The National Institute of Health's current Recommended Dietary Allowance is 0.36 grams of protein per pound of body weight per day (0.8g/kg), and this amount is necessary for the average person to be in nitrogen balance without protein deficits or protein excess. While athletes and frequently exercising individuals need more protein than this, you'll frequently see bodybuilders, football players, weightlifters and other big strength and power athletes consuming much more than what the RDA recommends. Unfortunately, this high amount of protein seems to be catching on in endurance sports, too.

Studies suggest that there isn't much additional benefit of exceeding 0.55 grams of protein per pound (1.2g/kg) of body weight if you want to maintain nitrogen balance.

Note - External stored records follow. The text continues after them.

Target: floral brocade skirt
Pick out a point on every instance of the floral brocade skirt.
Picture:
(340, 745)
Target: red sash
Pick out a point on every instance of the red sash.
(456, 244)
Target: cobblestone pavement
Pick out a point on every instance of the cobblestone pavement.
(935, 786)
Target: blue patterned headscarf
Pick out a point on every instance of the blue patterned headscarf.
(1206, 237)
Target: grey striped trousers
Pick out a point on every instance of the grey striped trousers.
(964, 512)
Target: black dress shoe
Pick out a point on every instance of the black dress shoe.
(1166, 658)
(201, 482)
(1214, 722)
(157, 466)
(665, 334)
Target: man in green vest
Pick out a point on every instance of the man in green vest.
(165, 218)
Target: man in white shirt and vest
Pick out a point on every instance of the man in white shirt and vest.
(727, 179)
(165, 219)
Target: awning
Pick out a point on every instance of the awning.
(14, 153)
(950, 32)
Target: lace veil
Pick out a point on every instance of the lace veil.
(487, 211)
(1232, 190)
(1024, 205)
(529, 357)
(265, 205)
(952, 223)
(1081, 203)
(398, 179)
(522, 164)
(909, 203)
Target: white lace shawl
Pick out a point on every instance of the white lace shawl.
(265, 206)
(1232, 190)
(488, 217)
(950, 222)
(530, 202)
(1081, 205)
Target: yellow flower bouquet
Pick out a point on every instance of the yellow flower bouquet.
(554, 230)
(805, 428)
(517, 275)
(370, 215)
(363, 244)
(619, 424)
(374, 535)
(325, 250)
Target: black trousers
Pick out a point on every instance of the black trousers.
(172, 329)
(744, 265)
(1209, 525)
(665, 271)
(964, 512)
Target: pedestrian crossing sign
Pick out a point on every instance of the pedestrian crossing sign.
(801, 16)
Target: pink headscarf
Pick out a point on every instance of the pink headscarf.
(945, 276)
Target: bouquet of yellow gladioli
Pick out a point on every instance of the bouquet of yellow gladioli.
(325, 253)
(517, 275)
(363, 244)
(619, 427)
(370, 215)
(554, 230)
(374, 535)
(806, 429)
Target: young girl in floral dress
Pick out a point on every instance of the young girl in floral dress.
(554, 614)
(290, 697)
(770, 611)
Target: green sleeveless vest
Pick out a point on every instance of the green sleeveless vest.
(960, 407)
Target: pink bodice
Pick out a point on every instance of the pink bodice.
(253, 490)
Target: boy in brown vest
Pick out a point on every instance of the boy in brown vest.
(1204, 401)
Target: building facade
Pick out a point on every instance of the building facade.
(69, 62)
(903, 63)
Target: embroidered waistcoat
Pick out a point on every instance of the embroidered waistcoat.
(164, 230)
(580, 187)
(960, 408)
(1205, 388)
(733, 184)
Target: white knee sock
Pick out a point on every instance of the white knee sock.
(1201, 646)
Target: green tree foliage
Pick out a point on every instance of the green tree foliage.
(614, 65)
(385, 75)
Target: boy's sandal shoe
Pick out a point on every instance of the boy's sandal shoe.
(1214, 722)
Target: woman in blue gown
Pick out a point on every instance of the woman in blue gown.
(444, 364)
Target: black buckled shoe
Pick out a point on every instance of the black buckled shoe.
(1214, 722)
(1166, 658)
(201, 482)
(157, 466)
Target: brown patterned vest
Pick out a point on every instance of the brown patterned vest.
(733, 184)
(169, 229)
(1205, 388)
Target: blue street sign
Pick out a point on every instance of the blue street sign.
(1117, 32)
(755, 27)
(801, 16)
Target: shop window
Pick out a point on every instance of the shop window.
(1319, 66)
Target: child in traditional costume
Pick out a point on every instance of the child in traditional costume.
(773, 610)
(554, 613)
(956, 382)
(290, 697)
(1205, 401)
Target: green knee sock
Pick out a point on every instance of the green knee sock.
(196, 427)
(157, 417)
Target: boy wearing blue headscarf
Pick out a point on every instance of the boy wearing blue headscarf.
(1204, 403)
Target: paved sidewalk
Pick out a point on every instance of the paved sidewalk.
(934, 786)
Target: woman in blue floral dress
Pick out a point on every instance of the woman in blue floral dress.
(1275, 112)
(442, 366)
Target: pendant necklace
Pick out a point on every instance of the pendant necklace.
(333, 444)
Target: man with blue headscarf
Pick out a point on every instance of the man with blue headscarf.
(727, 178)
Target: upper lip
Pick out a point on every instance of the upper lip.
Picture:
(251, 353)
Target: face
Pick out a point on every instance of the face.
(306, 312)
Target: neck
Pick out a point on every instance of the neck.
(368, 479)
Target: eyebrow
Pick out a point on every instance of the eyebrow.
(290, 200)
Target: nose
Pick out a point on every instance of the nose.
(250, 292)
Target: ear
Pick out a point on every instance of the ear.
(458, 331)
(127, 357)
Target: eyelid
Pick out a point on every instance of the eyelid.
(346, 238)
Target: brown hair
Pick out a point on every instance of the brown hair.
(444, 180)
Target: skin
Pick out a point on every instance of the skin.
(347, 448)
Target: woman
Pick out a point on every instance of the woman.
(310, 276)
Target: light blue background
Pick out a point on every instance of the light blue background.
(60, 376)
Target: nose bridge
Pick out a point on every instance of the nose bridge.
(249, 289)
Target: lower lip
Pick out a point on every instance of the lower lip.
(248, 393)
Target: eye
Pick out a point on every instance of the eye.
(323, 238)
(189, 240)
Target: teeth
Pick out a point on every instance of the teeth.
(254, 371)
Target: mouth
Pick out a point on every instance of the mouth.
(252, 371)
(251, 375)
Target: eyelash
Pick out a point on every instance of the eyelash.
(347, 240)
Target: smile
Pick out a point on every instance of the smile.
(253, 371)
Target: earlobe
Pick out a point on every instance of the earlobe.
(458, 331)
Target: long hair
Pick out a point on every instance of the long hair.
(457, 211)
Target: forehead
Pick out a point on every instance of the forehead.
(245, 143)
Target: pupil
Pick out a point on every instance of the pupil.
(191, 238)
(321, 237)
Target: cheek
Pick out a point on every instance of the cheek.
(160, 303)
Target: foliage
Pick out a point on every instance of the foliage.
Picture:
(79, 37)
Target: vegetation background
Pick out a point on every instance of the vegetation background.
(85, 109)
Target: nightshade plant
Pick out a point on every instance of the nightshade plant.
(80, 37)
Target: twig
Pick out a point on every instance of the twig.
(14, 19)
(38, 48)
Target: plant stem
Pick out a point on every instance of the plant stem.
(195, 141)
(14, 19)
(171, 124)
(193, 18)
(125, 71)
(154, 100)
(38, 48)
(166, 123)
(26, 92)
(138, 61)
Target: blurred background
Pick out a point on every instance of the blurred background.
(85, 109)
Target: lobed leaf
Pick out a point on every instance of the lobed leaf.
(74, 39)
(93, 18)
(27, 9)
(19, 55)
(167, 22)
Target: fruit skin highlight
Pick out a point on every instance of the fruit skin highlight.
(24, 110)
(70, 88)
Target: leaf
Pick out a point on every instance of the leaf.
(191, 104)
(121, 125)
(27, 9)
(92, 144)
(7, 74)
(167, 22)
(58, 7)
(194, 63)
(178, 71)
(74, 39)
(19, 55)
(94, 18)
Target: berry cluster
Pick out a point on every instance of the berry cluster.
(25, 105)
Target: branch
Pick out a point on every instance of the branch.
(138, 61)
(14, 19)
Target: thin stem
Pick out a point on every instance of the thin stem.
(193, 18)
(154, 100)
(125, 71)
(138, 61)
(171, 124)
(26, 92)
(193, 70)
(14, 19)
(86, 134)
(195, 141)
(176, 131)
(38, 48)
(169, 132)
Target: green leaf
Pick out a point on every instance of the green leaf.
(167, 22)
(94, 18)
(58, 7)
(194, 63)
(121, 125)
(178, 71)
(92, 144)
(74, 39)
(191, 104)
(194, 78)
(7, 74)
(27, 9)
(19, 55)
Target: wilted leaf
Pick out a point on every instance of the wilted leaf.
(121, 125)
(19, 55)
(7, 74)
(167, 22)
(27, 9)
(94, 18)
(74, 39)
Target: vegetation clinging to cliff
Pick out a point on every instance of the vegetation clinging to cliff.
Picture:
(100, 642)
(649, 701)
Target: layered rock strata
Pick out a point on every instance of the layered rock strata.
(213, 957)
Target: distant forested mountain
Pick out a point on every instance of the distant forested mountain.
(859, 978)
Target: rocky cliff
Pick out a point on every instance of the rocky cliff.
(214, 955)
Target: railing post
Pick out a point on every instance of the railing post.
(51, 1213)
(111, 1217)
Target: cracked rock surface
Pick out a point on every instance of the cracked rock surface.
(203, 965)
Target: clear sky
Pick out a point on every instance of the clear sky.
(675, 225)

If you're trying to exceed nitrogen balance to gain muscle or recover from more extreme exercise sessions, studies also indicate that you don't need to eat more 0.7 g/lb.

So let's put those numbers into context. If you weigh 175 pounds and you want to make sure you're getting enough protein for muscle recovery and body repair, you should eat a minimum of 96 grams of protein.

Rounded up to an easy number of 100 grams, that means you could have a couple scoops of protein powder with your morning breakfast, a can of sardines over your salad at lunch, and four to six ounces of grass-fed beef with dinner. That's easily 100 grams and doesn't even count the other protein you may get from seeds, nuts, grains, legumes, etc. If you're eating about 3,200 calories a day, that puts your protein intake at about 13 percent.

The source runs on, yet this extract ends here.